Lending, Learning, Leading: How Community Lending Institutions Are Focusing on Results
Over the past few years, community development financial institutions, or CDFIs, have emerged as important partners in Casey’s strategies for strengthening communities. While they take many forms — banks, credit unions, loan funds and venture capital organizations — CDFIs share the mission of providing lending and financial services to people, businesses and communities that are traditionally underserved. The Foundation now has a social investments portfolio of $100 million, with the bulk of the investments through CDFIs around the country.
A new Foundation report, Lending, Learning, Leading: Developing Results-Based Leaders in Opportunity Finance, shows how CDFI leaders have been using an introduction to results-based leadership development (RBL) to more precisely measure their contributions in the communities they serve. Over the past several years, the Foundation created a CDFI Leadership Learning Network — two groups of community financial leaders who participated in an in-depth leadership development program.
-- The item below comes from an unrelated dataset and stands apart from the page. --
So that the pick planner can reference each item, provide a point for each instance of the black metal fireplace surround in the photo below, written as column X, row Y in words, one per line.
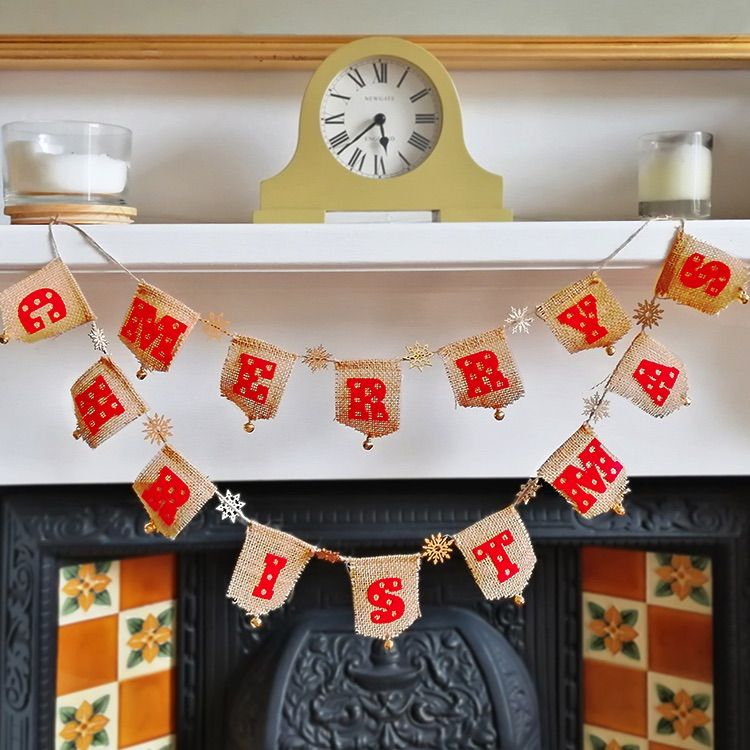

Participants have since applied results-based leadership competencies and thinking to develop new tools for their work back home. For example, the Northern California Community Loan Fund in San Francisco developed a new rating system to more precisely measure how its loans contribute to increased opportunity for people of color and low-income communities, focusing on four data categories. The organization, which had three leaders in the Casey program, also used results-based approaches to collaboration and action planning to help launch new work to finance emerging food-related and agricultural businesses.
Now that the leadership development program has ended, the Foundation is hoping that organizations serving the CDFI field will embed the lessons in their own leadership programs and that leaders who participated will continue to develop better ways of measuring and improving the difference they make.
“RBL makes you think beyond what your balance sheet looks like so people see that there are other results that are equally or even more important,” said network participant Keith Bisson, senior vice president, program management and development at Coastal Enterprises, Inc., in Wiscasset, Maine. “The bottom line is that you may be a profitable organization, but are you really making a difference?”